Delen via


OneLake integreren met Azure Storage Explorer

In dit artikel wordt De integratie van OneLake met Azure Storage Explorer gedemonstreert. Met Azure Storage Explorer kunt u de inhoud van uw cloudopslagaccount weergeven en beheren. U kunt bestanden van de ene locatie naar de andere uploaden, downloaden of verplaatsen.

Verbinding maken en Azure Storage Explorer gebruiken

  1. Installeer de nieuwste versie van Azure Storage Explorer vanaf de productwebpagina.

  2. Controleer of de geïnstalleerde versie 1.29.0 of hoger is. (Controleer de versie door Help>over.)

  3. Selecteer het dialoogvenster Openen.

    Schermopname die laat zien waar u het dialoogvenster Verbinding openen kunt selecteren.

  4. Voor Azure Storage Explorer moet u zich aanmelden om verbinding te maken met Azure-resources. Selecteer Abonnement en volg de instructies om u aan te melden.

    Schermopname die laat zien waar u Abonnement selecteert in het scherm Resource selecteren.

  5. Maak verbinding met OneLake door het dialoogvenster Openen opnieuw te selecteren en ADLS Gen2-container of -map te selecteren.

    Schermopname die laat zien waar u de Azure Data Lake Storage Gen2-container of mapoptie (Azure Data Lake Storage) Gen2 selecteert.

  6. Voer DE URL-gegevens in van de werkruimte of het item waarmee u verbinding wilt maken, in deze indeling: https://onelake.dfs.fabric.microsoft.com/{workspace-Name}/{itemName.itemType}/. U vindt de naam en itemnaam van de werkruimte in het deelvenster Eigenschappen van een bestand in de Microsoft Fabric-portal.

    U kunt voor het gemak een weergavenaam kiezen en vervolgens Volgende selecteren.

    Schermopname die laat zien waar een weergavenaam moet worden ingevoerd.

  7. Storage Explorer bladert naar de locatie van de OneLake die u hebt ingevoerd.

    Schermopname van een voorbeeld van een OneLake-selectie in Azure Storage Explorer.

  8. Als u de inhoud wilt weergeven, selecteert u de OneLake-map die u hebt verbonden.

    Schermopname die laat zien waar u de verbonden map kunt selecteren.

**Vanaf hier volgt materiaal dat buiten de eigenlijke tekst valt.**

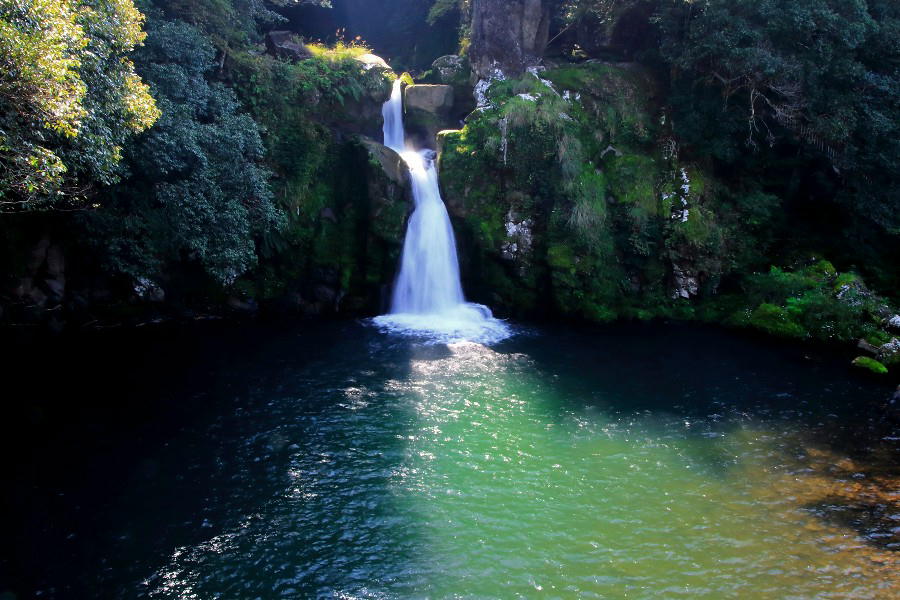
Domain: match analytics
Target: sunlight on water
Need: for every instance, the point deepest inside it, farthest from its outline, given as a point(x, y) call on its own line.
point(389, 468)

  9. Selecteer Uploaden. Selecteer in het dialoogvenster Bestanden selecteren voor uploaden de bestanden die u wilt uploaden.

    Schermopname die laat zien waar u Uploaden of Downloaden kunt selecteren.

  10. Als u wilt downloaden, selecteert u de mappen of bestanden die u wilt downloaden en selecteert u Downloaden.

  11. Als u gegevens wilt kopiëren tussen locaties, selecteert u de mappen die u wilt kopiëren en selecteert u Kopiëren, navigeert u naar de doellocatie en selecteert u Plakken.

    Schermopname die laat zien waar u Kopiëren of Plakken kunt selecteren.

Beperkingen

Als een werkruimtenaam hoofdletters heeft, mislukt het verwijderen van bestanden of mappen vanwege een beperking van de opslagservice. U wordt aangeraden de naam van uw werkruimte in kleine letters te gebruiken.